La disposition courante est donc : platine sans boulon extérieur.

fig 11 Continuité par platine d'about et boulons tendus

4-3 Mode de réalisation de la continuité des pannes formées à froid : cas des
Zed par emboitement ; cas des Sigma par éclissage
• La continuité des pannes Zed (figure 12) est réalisée par emboîtement d'un profilé dans
l'autre :
o Le recouvrement est obtenu en donnant aux tronçons une sur-longueur par rapport à
la longueur de la travée. En général, la sur-longueur est de l'ordre de 0,1L au-delà de
chaque appui ( un tronçon courant a ainsi une longueur de 1,2L ). Pour les tronçons
de rive, on donne souvent une sur-longueur un peu plus grande, de l'ordre de 0,15L
au-delà du premier appui intermédiaire du fait que le moment sur cet appui est
maximal en valeur absolue ( un tronçon de rive a ainsi une longueur de 1,15L ).
o La rigidité de l'assemblage, notamment dans les cas de recouvrement court, doit être
évaluée par l'expérimentation.

fig 12 Continuité des pannes

• La continuité des pannes Sigma est assurée par éclissage.
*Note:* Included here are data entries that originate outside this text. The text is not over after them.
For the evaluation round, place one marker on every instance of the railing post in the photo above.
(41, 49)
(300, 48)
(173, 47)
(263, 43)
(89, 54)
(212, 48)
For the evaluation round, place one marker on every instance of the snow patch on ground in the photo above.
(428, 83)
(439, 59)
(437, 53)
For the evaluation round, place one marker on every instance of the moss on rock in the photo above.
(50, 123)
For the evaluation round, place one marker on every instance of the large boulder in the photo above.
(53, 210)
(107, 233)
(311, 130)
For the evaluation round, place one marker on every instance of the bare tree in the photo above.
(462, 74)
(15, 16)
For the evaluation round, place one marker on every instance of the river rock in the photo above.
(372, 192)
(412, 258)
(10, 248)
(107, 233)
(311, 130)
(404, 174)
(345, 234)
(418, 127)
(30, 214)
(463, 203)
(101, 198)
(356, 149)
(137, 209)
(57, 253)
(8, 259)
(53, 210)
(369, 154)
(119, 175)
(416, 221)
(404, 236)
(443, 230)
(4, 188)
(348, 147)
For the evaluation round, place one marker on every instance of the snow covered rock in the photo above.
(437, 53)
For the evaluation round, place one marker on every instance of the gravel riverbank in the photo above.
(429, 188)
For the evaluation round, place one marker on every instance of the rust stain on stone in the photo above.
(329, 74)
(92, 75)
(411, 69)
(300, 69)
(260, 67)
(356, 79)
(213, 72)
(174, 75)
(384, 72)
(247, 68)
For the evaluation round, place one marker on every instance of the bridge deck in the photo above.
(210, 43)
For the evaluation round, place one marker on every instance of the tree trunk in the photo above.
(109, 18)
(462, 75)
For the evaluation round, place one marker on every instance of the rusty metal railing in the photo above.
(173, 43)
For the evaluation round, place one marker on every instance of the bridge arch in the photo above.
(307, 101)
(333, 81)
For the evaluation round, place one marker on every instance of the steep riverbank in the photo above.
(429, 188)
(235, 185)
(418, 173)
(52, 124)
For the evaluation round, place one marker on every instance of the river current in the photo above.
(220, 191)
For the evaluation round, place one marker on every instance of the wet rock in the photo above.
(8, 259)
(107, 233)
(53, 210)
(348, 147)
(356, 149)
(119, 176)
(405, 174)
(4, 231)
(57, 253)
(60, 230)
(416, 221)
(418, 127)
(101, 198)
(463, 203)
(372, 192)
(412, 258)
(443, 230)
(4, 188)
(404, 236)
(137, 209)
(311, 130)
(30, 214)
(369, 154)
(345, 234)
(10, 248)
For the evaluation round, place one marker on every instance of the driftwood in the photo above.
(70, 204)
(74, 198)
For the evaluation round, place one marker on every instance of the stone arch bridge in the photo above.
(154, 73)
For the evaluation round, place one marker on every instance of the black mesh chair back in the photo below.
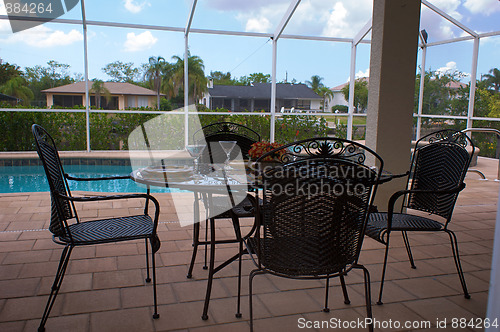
(436, 177)
(314, 214)
(69, 231)
(61, 209)
(439, 165)
(225, 131)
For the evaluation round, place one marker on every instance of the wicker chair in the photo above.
(69, 231)
(212, 134)
(438, 168)
(316, 198)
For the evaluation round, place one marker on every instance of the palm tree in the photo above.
(99, 90)
(493, 79)
(315, 83)
(16, 87)
(325, 93)
(196, 76)
(154, 73)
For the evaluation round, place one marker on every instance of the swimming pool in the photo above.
(15, 179)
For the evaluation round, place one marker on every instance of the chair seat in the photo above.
(110, 230)
(377, 224)
(305, 259)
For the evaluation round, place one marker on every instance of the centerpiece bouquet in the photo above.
(260, 148)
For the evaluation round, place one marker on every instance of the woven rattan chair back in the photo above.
(440, 164)
(314, 215)
(225, 131)
(61, 210)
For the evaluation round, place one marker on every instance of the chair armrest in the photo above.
(395, 176)
(117, 197)
(69, 177)
(396, 195)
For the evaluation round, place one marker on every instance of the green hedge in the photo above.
(110, 131)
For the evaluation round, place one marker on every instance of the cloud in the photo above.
(241, 5)
(485, 7)
(135, 8)
(341, 18)
(140, 42)
(449, 68)
(361, 73)
(43, 37)
(260, 24)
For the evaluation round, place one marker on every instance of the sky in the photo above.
(241, 55)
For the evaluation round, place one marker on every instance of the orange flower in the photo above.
(260, 148)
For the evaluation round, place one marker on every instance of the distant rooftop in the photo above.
(115, 88)
(263, 90)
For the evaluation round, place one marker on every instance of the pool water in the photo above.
(16, 179)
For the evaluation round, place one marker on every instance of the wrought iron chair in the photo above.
(68, 230)
(438, 168)
(211, 134)
(316, 198)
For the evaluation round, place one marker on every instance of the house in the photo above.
(123, 95)
(9, 99)
(338, 97)
(257, 97)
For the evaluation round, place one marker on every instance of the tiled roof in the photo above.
(341, 86)
(263, 91)
(115, 88)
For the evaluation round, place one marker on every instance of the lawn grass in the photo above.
(357, 120)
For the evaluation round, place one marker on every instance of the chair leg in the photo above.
(237, 231)
(344, 290)
(327, 288)
(456, 257)
(148, 279)
(206, 240)
(211, 266)
(196, 236)
(368, 297)
(153, 263)
(252, 274)
(379, 302)
(408, 249)
(61, 270)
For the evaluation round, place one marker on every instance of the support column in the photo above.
(393, 62)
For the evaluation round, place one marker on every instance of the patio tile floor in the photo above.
(104, 288)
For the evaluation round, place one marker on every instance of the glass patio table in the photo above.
(233, 187)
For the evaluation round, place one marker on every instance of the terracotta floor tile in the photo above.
(195, 290)
(71, 283)
(92, 265)
(27, 257)
(13, 326)
(289, 302)
(19, 287)
(181, 316)
(116, 279)
(438, 308)
(232, 327)
(335, 320)
(142, 296)
(91, 301)
(73, 323)
(107, 281)
(425, 287)
(118, 249)
(24, 308)
(136, 319)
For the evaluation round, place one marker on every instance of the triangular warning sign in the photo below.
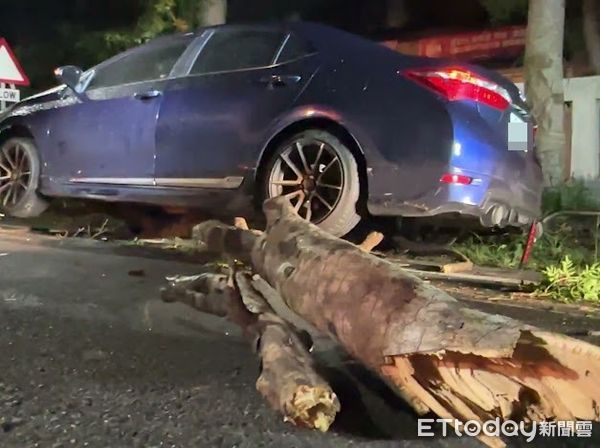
(10, 69)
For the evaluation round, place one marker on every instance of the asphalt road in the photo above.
(90, 357)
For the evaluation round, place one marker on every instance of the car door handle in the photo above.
(148, 95)
(279, 80)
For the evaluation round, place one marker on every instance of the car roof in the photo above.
(320, 34)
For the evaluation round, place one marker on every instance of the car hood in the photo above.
(40, 101)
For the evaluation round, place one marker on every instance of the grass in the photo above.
(565, 255)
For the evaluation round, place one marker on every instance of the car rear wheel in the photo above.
(319, 175)
(19, 177)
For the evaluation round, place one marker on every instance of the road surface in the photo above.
(90, 357)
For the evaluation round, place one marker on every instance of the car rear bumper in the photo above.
(493, 202)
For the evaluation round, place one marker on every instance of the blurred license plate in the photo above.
(518, 134)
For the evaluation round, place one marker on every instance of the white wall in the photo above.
(584, 94)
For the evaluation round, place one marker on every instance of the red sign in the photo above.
(501, 42)
(11, 71)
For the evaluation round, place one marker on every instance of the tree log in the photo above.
(440, 355)
(288, 378)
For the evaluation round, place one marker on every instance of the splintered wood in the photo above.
(438, 354)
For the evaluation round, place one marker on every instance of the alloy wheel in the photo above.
(310, 174)
(15, 174)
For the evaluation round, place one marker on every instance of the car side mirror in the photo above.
(69, 75)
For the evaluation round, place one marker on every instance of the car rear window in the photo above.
(150, 62)
(294, 48)
(238, 50)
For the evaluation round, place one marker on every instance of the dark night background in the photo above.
(46, 34)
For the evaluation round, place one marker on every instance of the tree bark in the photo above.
(212, 12)
(544, 84)
(591, 32)
(438, 354)
(288, 379)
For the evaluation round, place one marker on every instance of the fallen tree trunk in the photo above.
(438, 354)
(288, 379)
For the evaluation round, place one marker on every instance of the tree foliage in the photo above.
(159, 17)
(506, 11)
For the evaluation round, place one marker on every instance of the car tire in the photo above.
(325, 164)
(19, 195)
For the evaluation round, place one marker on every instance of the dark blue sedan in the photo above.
(225, 117)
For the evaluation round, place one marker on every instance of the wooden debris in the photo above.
(288, 378)
(372, 240)
(440, 355)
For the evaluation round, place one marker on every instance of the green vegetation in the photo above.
(567, 282)
(566, 254)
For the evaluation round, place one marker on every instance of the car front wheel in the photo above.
(319, 175)
(19, 177)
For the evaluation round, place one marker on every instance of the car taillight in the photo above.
(459, 179)
(458, 84)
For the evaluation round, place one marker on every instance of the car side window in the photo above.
(238, 50)
(150, 62)
(294, 48)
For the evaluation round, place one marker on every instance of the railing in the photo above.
(583, 97)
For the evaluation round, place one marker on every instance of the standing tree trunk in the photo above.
(591, 32)
(544, 83)
(212, 12)
(396, 14)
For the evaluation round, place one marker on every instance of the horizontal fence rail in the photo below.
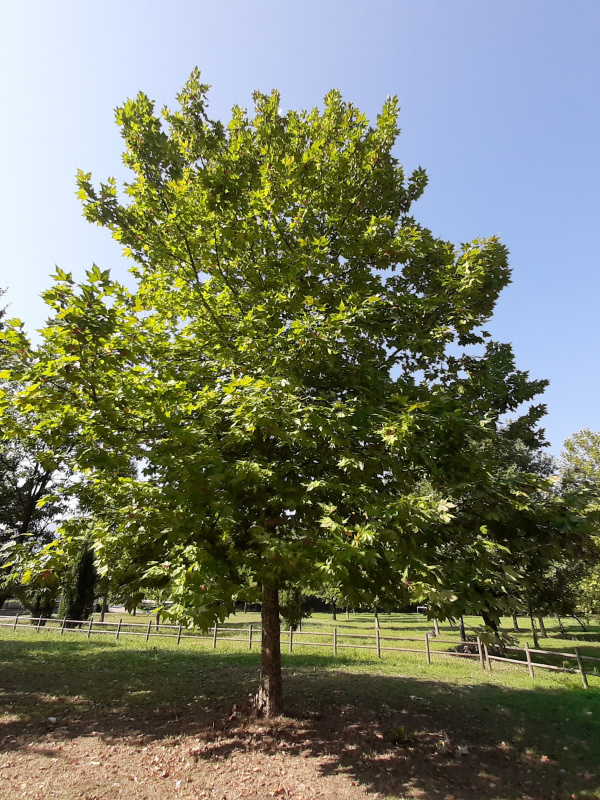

o Les éclisses sont généralement profilées à froid, comme les pannes, mais à partir de
tôles d'acier plus épaisses (de l'ordre de 4mm). Ce mode de fabrication permet de
leur donner une forme exactement adaptée à leur fonction, et la continuité se fait à la
fois par cisaillement des boulons (comme montré en figure 1) et par emboîtement de
l'éclisse dans le creux d'âme du Sigma.
o Compte tenu de la forme de la section des pannes, l'éclissage est placé d'un seul
côté, avec des boulons au simple cisaillement.
o La rigidité de l'éclissage, notamment dans les cas d'éclissage court, doit être évaluée
par l'expérimentation.

4-4 - Semi-rigidité des assemblages de continuité ; calcul simple illustrant la


prise de rotation par jeux dans un éclissage court
Il faut prendre garde au fait que les avantages de la continuité des pannes peuvent être rapidement
perdus si l'assemblage réalisé entre deux tronçons consécutifs est insuffisamment rigide. L'EN 1993 -
1.3 prescrit d'ailleurs de tenir compte de la semi-rigidité éventuelle de cet assemblage pour le calcul
des sollicitations et des déplacements. Cette prescription doit être étendue à tous les types de
pannes, IPE ou minces formées à froid

Prenons l'exemple d'une panne à deux travées de 10 mètres, avec continuité réalisée par éclissage :

Notations - Valeurs numériques


• La longueur totale de l'éclisse est de 1m (500mm de part et d'autre de l'appui) ; l'assemblage
de l'éclisse sur chaque tronçon de panne est réalisé par 4 boulons de diamètre 16mm, logés
dans des trous de 18mm de diamètre (2mm de jeu).
• La prise de jeu permet une rotation de 4/350 = 0,0114 rd, ce qui correspond à libérer, sur
appui, un moment égal à 0,0114 (3EI/L).

Si on suppose que la panne a été dimensionnée par le critère de flèche de L/200 à l'ELS, avec
l'hypothèse d'une continuité parfaite :

• L/200 = 2 qELS L4 / 384EI


soit EI = 400 qELS L3 / 384,
• Le moment libéré sur appui vaut :

0,0114 x 1200 qELS L2 / 384 = qELS L2 / 28,

• La flèche additionnelle en travée vaut environ :

(qELS L2 / 28)(L2 / 16) = qELS L4 / 448EI,

• La flèche a donc augmenté de 43% !!! et n'est plus admissible.

Attention donc à la maîtrise des jeux dans les assemblages de continuité.